Short Version
git config --global core.sshcommand "C:/Windows/System32/OpenSSH/ssh.exe"
More Detail
I was able to reproduce this. It seems that, by default under Nushell:
In my case, ssh-add (and ssh) in Nushell is coming from the Windows OpenSSH implementation. I'm assuming you have the Windows OpenSSH client installed?
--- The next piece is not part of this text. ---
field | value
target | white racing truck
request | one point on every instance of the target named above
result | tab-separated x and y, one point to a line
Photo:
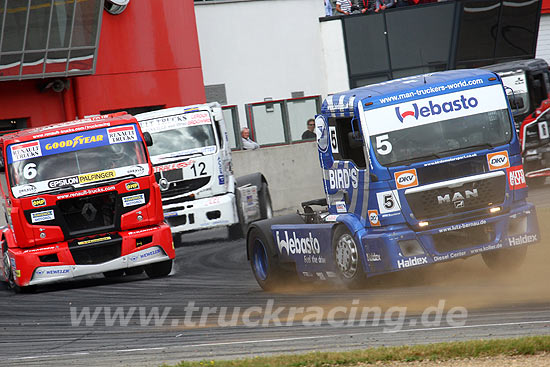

> which ssh ssh-agent ssh-add
╭───────────┬───────────────────────────────────────────┬──────────╮
│ command │ path │ type │
├───────────┼───────────────────────────────────────────┼──────────┤
│ ssh │ C:\Windows\System32\OpenSSH\ssh.exe │ external │
│ ssh-agent │ C:\Windows\System32\OpenSSH\ssh-agent.exe │ external │
│ ssh-add │ C:\Windows\System32\OpenSSH\ssh-add.exe │ external │
╰───────────┴───────────────────────────────────────────┴──────────╯
On the other hand, as far as I can tell, git for Windows seems to default to using the Git-bash provided /usr/bin/ssh. This requires that the environment variables are set properly by /usr/bin/ssh-agent -s (normally eval'd into Bash or other shell). Under Git-Bash:
$ which ssh ssh-agent ssh-add
/usr/bin/ssh
/usr/bin/ssh-agent
/usr/bin/ssh-add
Since the Git-bash /usr/bin/ssh-agent isn't available under Nushell for Windows, we need to config Git to just use the Windows OpenSSH agent directly. This can be done (reference) via:
git config --global core.sshcommand "C:/Windows/System32/OpenSSH/ssh.exe"
After I did that, git under Nushell used my ID to access private GitHub repos.